The American colonies, at the borderland of two worlds, was a place of stark contrasts. This drove home the vast differences of culture, social order, and economic systems. The agricultural colonies, to many early American thinkers, seemed like an optimal balance of rural health and the benefits of civilization, but it was also understood as a precarious balance that likely could not last. Someone like Jefferson hoped to restrain the worst elements of modernity while holding onto the best elements of the what came before. Other founders shared this aspiration and, with early American populations having been small, this aspiration didn’t appear unrealistic. Such a vast continent, argued Jefferson, could maintain an agricultural society for centuries. The forces of modernization, however, happened much more quickly than expected.

Nonetheless, this rural way of life held on longer in the South and it fed into the regional division that eventually split the nation in civil war. Southeners weren’t only fighting about racialized slavery but also fighting against what they perceived as the wage slavery of industrialization. Their fear wasn’t only of political dependence on a distant, centralized power but also fear of economic dependence on big biz, corporate capitalists, monied interests, and foreign investors. As an early indication of this mindset, Jefferson went so far as to advise including “restriction against monopolies” (equal to “protection against standing armies”) in the Bill of Rights, as it was understood that a private corporation like the British East India Company could be as oppressive and threatening as any government (letter to James Madison, 20 December 1787). In fact, corporations were sometimes referred to as governments or like governments. The rise of corporate capitalism and industrialized urbanization was seen with great trepidation.

This fear of urbanization, industrialization, and modernization has never gone away. We Americans still think in terms of the divide between the rural and urban. And in the South, to this day, fairly large populations remain in rural areas. The Jeffersonian vision of yeoman independence and liberty still resonates for many Americans. It remains powerful both in experience and in rhetoric. Also, this isn’t mere nostalgia. The destruction of the small family farm and rural farm communities was systematically enacted through government agricultural policies and subsidization of big ag. Jefferson’s American Dream didn’t die of natural causes but was murdered, such that mass industrialization took over even farming. That happened within living memory.

The consequences of that decision of political power has made America into a greater and more oppressive empire than the British Empire that the American colonists sought to free themselves from. Europe has fully come to America. The anxiety continues to mount, as American health continues to decline over the generations, such that public health is becoming a crisis. The American founders were never opposed to modern civilization, but maybe they were wise in speaking of moderation and balance, of slow and careful change, in order to protect the ancient Anglo-Saxon memory of strong communities, proud freedom and republican virtue.
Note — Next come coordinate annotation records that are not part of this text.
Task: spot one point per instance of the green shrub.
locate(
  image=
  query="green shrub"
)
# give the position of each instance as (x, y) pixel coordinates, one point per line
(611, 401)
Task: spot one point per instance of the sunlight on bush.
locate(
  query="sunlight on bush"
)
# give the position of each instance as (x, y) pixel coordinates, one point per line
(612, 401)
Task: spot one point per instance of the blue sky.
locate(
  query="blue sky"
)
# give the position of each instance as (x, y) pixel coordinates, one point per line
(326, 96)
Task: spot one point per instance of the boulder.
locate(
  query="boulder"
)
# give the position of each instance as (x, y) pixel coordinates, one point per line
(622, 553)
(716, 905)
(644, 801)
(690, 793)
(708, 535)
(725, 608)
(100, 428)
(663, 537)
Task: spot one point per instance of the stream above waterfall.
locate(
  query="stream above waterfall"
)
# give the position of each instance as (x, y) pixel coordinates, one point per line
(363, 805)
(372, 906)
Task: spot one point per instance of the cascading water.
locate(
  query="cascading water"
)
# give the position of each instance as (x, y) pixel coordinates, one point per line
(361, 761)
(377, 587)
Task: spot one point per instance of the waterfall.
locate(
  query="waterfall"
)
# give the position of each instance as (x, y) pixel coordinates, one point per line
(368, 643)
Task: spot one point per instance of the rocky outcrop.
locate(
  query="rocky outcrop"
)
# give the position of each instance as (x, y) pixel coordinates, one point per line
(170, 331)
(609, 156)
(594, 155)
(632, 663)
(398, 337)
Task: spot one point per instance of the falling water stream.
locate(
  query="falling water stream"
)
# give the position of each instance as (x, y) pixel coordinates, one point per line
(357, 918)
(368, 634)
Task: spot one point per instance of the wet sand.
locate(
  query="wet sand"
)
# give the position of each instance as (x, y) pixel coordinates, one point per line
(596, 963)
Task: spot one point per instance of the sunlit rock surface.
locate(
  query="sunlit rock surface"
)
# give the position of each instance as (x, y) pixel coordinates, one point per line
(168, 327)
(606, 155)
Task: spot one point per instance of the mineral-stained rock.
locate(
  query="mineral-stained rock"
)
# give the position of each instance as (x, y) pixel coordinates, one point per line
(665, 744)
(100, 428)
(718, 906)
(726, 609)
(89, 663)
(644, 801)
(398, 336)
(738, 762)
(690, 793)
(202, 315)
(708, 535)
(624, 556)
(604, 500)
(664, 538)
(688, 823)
A healthy, civic-minded society is hard to create but easy to destroy. The Anti-Federalists, more than any others, perceived this threat and correctly predicted what would happen if their warnings were not heeded.

They believed that the worst outcomes were not inevitable. Compromise would be necessary and no society was perfect, but their sense of promise was inspired by a glimpse of social democracy, something they did not yet have a term for. Ironically, some European countries, specifically in Scandinavia, better maintained the small-scale social order and responsive governance that many of the American founders dreamed of. Those countries have better managed the transition into modernity, have better regulated and compensated for the costs of urban industrialization, and better protected the public good from private harm. The American Dream, in one of its original forms, is nearly extinct in America. And what has replaced it does not match the once inspiring ideals of the American Revolution. Yet the promise lingers in the hearts and minds of Americans. Moral imagination remains potent, long after much of what supported it has disappeared and the memory fades.